La question que je me pose: est-il possible de partir sans un sentiment d’inachèvement ? Nous sommes, me semble-t-il, des êtres de projet, c’est-à-dire que nous vivons sur ce que nous allons faire, avons envie de faire. Ainsi que le dit l'empereur Auguste dans Cinna, la pièce de Corneille, "notre esprit, jusqu’au dernier soupir /Toujours vers quelque objet pousse quelque désir". Mais nous vivons aussi avec plus ou moins de poussière sous le tapis: tout ce que nous pensions faire et n’avons pas fait. Jusqu’à un certain âge, on peut se raconter qu’on parviendra à rattraper le temps perdu: notre avenir semble infini. Mais c’est le temps qui nous rattrape et bientôt l’horizon ne recule plus. Alors, pour certains d’entre nous (dont je suis) surgit cette question: que serait-il important que je réalise afin de ne pas partir avec l’impression de... L’impression de quoi au juste ? D’avoir mal profité de la vie ? De n’avoir pas donné ce que j’aurais pu donner ? De n’être pas allé au bout de mes capacités, de mes rêves, de mes responsabilités ? Suis-je une graine qui n’a pas porté les fruits qu’elle aurait pu porter ?

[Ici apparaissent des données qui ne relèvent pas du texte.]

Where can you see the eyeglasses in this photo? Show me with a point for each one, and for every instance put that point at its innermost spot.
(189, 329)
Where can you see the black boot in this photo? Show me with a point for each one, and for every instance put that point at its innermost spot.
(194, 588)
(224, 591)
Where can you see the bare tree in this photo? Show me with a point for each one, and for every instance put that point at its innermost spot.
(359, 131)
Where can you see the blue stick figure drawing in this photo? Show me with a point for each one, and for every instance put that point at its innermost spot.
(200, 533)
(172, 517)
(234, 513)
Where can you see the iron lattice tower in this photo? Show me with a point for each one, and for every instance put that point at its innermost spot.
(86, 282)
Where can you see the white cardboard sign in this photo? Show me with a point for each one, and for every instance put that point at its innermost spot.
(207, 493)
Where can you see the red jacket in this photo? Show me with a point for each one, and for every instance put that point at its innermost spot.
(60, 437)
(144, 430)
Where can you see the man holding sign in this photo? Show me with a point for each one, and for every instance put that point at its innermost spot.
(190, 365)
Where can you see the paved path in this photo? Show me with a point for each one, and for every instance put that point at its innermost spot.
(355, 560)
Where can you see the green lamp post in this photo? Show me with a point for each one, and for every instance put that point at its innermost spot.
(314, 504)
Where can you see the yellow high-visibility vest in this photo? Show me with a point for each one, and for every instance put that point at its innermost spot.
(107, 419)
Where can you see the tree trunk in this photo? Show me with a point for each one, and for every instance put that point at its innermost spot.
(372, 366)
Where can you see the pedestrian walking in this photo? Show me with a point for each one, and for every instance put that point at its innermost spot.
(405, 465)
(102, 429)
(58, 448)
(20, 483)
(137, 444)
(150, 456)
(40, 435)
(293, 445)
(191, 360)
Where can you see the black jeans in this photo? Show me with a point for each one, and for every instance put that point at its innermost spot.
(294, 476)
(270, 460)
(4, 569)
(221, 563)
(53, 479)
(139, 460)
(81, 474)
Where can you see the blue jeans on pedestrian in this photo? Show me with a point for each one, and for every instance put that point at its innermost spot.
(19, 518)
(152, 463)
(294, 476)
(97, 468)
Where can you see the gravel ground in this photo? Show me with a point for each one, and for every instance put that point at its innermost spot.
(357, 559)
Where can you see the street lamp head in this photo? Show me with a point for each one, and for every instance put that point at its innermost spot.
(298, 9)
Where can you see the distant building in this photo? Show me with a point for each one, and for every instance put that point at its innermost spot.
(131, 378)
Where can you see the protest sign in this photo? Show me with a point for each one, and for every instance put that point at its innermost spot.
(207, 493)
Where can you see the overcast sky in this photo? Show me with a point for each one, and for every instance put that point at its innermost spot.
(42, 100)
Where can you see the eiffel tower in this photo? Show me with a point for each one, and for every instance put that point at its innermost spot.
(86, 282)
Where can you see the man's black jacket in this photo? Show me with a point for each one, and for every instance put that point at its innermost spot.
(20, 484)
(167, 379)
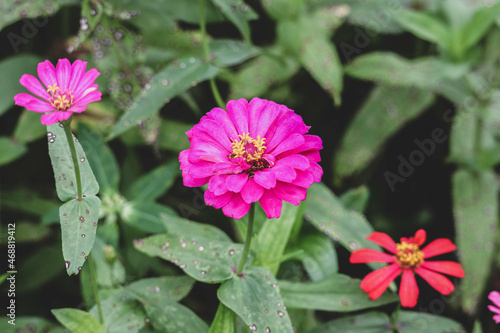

J’ai rêvé quelque temps de sauver un cheval de l’abattoir et je ne l’ai pas fait. Pourquoi ? Trop compliqué. C’est mon ami Bernard qui m’a un jour raconté que, travaillant près d’un abattoir, il avait vu arriver un chargement de chevaux. Il les a vus tirés hors du camion. Ces malheureux animaux sentaient toute l’horreur du lieu d'abattage où on les menait et Bernard a été subitement submergé d’empathie pour eux. Une empathie si douloureuse qu’il demanda à quitter les lieux. Bernard aime les chevaux. Il les monte depuis qu’il est jeune, comme cela arrive dans les plaines du Nord sans que l’on soit nécessairement fortuné. Il me raconta qu’on envoie à l’abattoir les trotteurs qui, à l’entraînement, ne font pas le temps. Si l’on s’y prend assez tôt, on peut en racheter un pour le prix de la viande, moins d’un millier d’euros. J'ignorais tout cela. Son récit m’alla droit au coeur, comme une flèche. Pourquoi ne pas en sauver un ? Mais voilà: je n’ai pas le terrain, il faut un hectare, donc trouver quelqu’un qui veuille accueillir un cheval. Il faut que sur ce terrain il y ait un abri, et  aussi un ami - un âne par exemple - pour ne pas que l’animal s’ennuie et dépérisse. Il faut aussi une présence humaine quotidienne qui s’assure que tout va bien. Puis, il faut financer la nourriture, le vétérinaire... Je n’en ai pas les moyens, mais mon imagination s’emballe: on peut trouver un propriétaire terrien qui veuille bien l’héberger, on peut se mettre à plusieurs pour le parrainer et partager les charges, on peut... on peut... Finalement, trouver et assembler les pièces de ce puzzle, c’est bien compliqué. Puis, qu’est-ce qu’un cheval de plus ou de moins par rapport au nombre des bêtes qui passent chaque jour à l’abattoir ? De semblables histoires, de velléités, de capitulation, j’en ai quelques-unes dans ma vie dont je ne suis pas fier. Certes, la sagesse est de ne pas les exploiter pour se faire souffrir stérilement. Je l’ai souvent dit à d’autres: tu agis ou tu te tais. 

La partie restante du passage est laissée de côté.